The following characters appear in more than one novel:
- Cyril "Mac" McCorkle, former Army special-operations officer in World War II Burma and now co-owner of Mac's Place, a bar/restaurant first in Bonn and then in Washington, DC, and his polyglot business partner/friend Michael Padillo, spy/executioner for an unnamed government agency; both are in The Cold War Swap, Cast a Yellow Shadow, The Backup Men, and Twilight at Mac's Place. Padillo appears briefly in The Seersucker Whipsaw, tending bar as "Mike."
  - Fredl Arndt, McCorkle's wife.
  - Herr Horst, the maitre d' of Mac's Place.
  - Karl Triller, the head bartender of Mac's Place, although his last name is not mentioned until Twilight at Mac's Place.
  - Stan Burmser is Padillo's handler in Cold War Swap, has roles in Cast a Yellow Shadow and The Backup Men, and makes a very brief appearance in Mac's Place.
- Artie Wu and Quincy Durant, con men/adventurers, and their associate Maurice "Otherguy" Overby are in Chinaman's Chance, Out on the Rim, and Voodoo, Ltd. Booth Stallings, expert on terrorism, and Georgia Blue, cashiered Secret Service agent, join them in the latter two.
  - "Boy" Howdy, an Australian adventurer, is featured in Out on the Rim. He is mentioned in passing in Missionary Stew.
  - Howard Mott, a Washington lawyer and son-in-law of Booth Stallings, has cameo roles or is mentioned in several novels including Twilight at Mac's Place, in which he plays a fairly important part.
- Ione Gamble, an actress and director, is a central character in Voodoo, Ltd. and is seen briefly in Ah, Treachery!.
- Draper Haere, political money raiser, is a central character in Missionary Stew and is mentioned in Ah, Treachery.
- Minor Jackson and Nicolae Ploscaru, central characters in The Eighth Dwarf, are mentioned in Ah, Treachery.

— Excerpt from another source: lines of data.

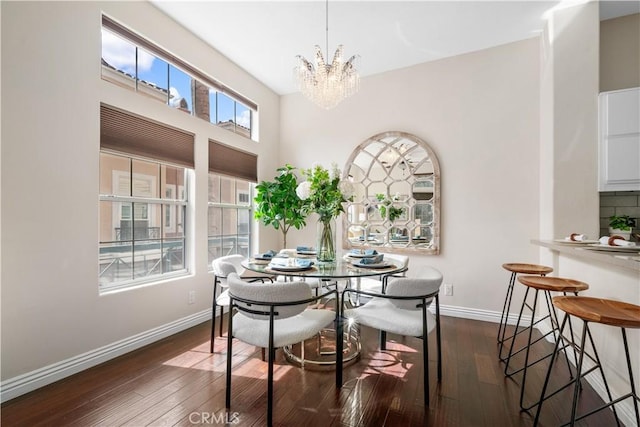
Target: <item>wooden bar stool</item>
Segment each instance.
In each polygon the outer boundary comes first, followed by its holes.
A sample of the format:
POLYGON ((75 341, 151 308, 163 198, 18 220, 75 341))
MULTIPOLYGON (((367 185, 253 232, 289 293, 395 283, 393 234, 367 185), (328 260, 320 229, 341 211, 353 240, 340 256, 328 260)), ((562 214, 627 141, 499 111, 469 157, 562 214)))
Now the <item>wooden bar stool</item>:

- Chubb Dunjee is the protagonist of The Mordida Man and is mentioned in Voodoo, Ltd.

In the five Philip St. Ives novels (as by Oliver Bleeck):
- Myron Greene, a New York corporation attorney on Madison Avenue, has a peripheral role as St. Ives's friend, lawyer, and business agent in all five books.

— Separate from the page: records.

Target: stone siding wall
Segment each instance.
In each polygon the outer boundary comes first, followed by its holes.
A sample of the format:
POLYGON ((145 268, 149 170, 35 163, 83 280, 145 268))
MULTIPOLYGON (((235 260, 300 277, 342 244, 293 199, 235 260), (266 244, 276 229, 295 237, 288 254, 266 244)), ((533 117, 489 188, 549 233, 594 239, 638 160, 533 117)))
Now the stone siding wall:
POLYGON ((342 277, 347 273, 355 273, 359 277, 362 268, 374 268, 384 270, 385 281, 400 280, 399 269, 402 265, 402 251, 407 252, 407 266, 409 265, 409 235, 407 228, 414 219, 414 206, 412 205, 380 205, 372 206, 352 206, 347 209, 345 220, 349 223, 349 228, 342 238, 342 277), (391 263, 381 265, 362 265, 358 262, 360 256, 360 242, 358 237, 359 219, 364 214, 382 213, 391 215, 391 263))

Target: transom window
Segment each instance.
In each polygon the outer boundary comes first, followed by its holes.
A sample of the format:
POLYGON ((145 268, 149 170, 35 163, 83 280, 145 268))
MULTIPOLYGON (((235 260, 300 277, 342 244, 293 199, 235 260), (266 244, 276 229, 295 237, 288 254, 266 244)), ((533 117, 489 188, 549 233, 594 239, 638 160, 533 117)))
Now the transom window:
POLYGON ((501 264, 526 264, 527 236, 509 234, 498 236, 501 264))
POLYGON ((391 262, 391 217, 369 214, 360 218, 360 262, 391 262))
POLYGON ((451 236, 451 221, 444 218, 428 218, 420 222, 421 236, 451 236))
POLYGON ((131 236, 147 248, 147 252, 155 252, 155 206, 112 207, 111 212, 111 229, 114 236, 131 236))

- Eddie the bellhop and Sid the bartender are very minor characters fleetingly mentioned from time to time in the various books as being employees of the Manhattan hotel where St. Ives resides.
- Sergeant Herbert Fastnaught of the Washington, D.C., Metropolitan Police has a secondary role in both The Brass Go-Between and No Questions Asked, by which time he has been promoted to lieutenant.